Don't hunt N.Forsyth that often.  I have hunted that area before, actually on Matt Hwy.  Never had any success or seen any rutting activity.  I have killed tons of turkeys in the N. Forsyth area and thats about all i hunt up in that area.
The rut will probably be a little different in the Northern area but i don't really know.


----------



## CarbonSpearChunker (Nov 1, 2009)

I hunt North Forsyth the rut is late up here. Id say the end of november first of december.


----------



## CarbonSpearChunker (Nov 3, 2009)

Saw a pretty good eight pointer about 50 yards behind a doe on the side of the road this evening on my way home after dark!


----------



## headhunter 07 (Nov 3, 2009)

whatever, u dont even hunt lil buddy!!!!


----------



## 270 Sendero (Nov 10, 2009)

seeing alot of decent bucks, hocks still not black as of last night


----------



## CarbonSpearChunker (Dec 2, 2009)

Big boyz are just now chasing!


----------



## jtm67 (Dec 4, 2009)

*What Time?*

I am curious if you are seeing deer in the morning or evening.  I am guessing the evenings will be better due to the full moon.  I am hoping to get out this weekend, but it has been really challenging to get in the woods due to my travel schedule.  So I want to make the most of it.  Any info is appreciated.


----------



## tmele53 (Dec 4, 2009)

forsyth county is a great spot for hunting  i have killed several 12 pointers this year


----------



## jtm67 (Dec 4, 2009)

I agree.  I have been hunting south forsyth for 9 years and taken several nice bucks.  Planning on trying again tomorrow afternoon.  I hope they are moving after the rain.


----------



## carbine234 (Dec 6, 2009)

I got lucky and got what I thought was a 10-point buck but it turned out to be a doe with messed up hormones. In forsyth county.


----------



## tmele53 (Dec 6, 2009)

does anyone have a cheap 30-30 for sale CHEAP!!!!!!!!!


----------



## carbine234 (Jan 1, 2010)

*huntin in forsyth county*

Does anyone know how to get a huge buck back after missing with a gun and scareing it off. It's a smart buck. I'ts about six years old and is a ten pointer.
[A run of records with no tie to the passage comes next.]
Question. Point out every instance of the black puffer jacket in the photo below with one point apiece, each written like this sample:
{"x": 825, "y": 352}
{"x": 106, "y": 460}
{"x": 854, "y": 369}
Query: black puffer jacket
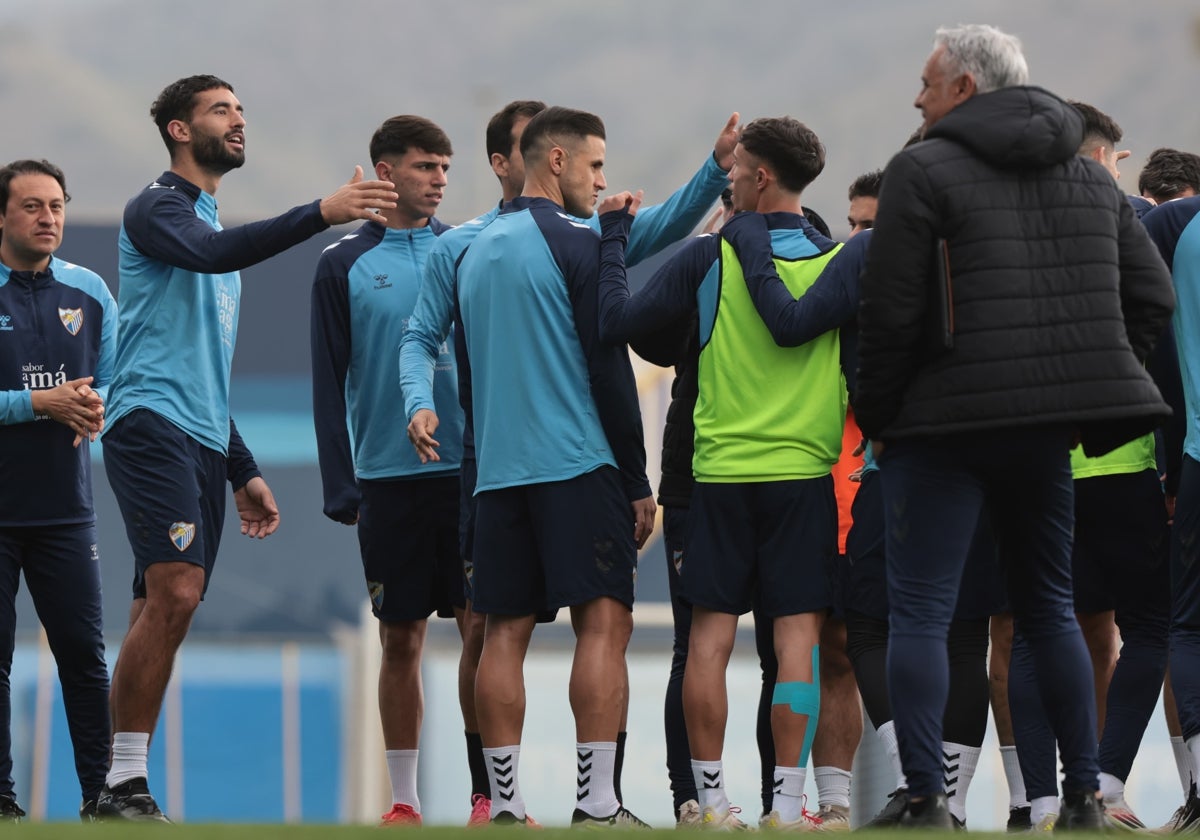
{"x": 1057, "y": 292}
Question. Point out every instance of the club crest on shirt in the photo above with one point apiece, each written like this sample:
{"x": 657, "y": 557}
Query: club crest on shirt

I want to shoot it before the seasons over.


----------



## Full Pull (Feb 6, 2010)

Sounds like Y'all have some good deer there!


----------



## tmele53 (Oct 27, 2010)

how do you start your own thread?


----------



## smackdown51 (Nov 26, 2010)

has anyone seen any rut activity in forsyth?


----------



## msdins (Nov 26, 2010)

smackdown51 said:


> has anyone seen any rut activity in forsyth?



I'm just starting to find some sign. Found a good rub line while cutting some trees today that wasn't there last week. 

Found this one just over the property line. Followed the line for about 50 yards and found 6 more.


----------



## jtm67 (Jan 3, 2011)

*Bucks Still Chasing*

Guys, the deer are still chasing.  I went hunting Friday morning and saw a spike chasing a doe.  I decided to try again Sunday evening.  It was very windy, but I knew this would be my last chance to hunt for about 2 weeks, so I went anyway.  The wind settled about 5:20, and this guy came by at 5:40 chasing a doe.  The Bowtech and Blood Runner broadhead put him on the ground 30 yds from where he was originally stuck.  Next time you think its too windy to hunt, go anyway.  You cant kill em on the couch!!


----------



## Makeithappen01 (Jan 3, 2011)

nice buck I cant believe there still chasin Im goin to try to go this week.


----------



## flattbottomfisher (Jan 4, 2011)

wild rut activity when i used too hunt there too. mid dec  as i recall


----------



## jtm67 (Jan 9, 2011)

*Still Chasing*

Went again this morning.  Two young bucks, 4 pt and 6 pt, followed a doe right by my stand.  They actually stopped about 50 yds away to spar for about 2 min then started chasing her again.


----------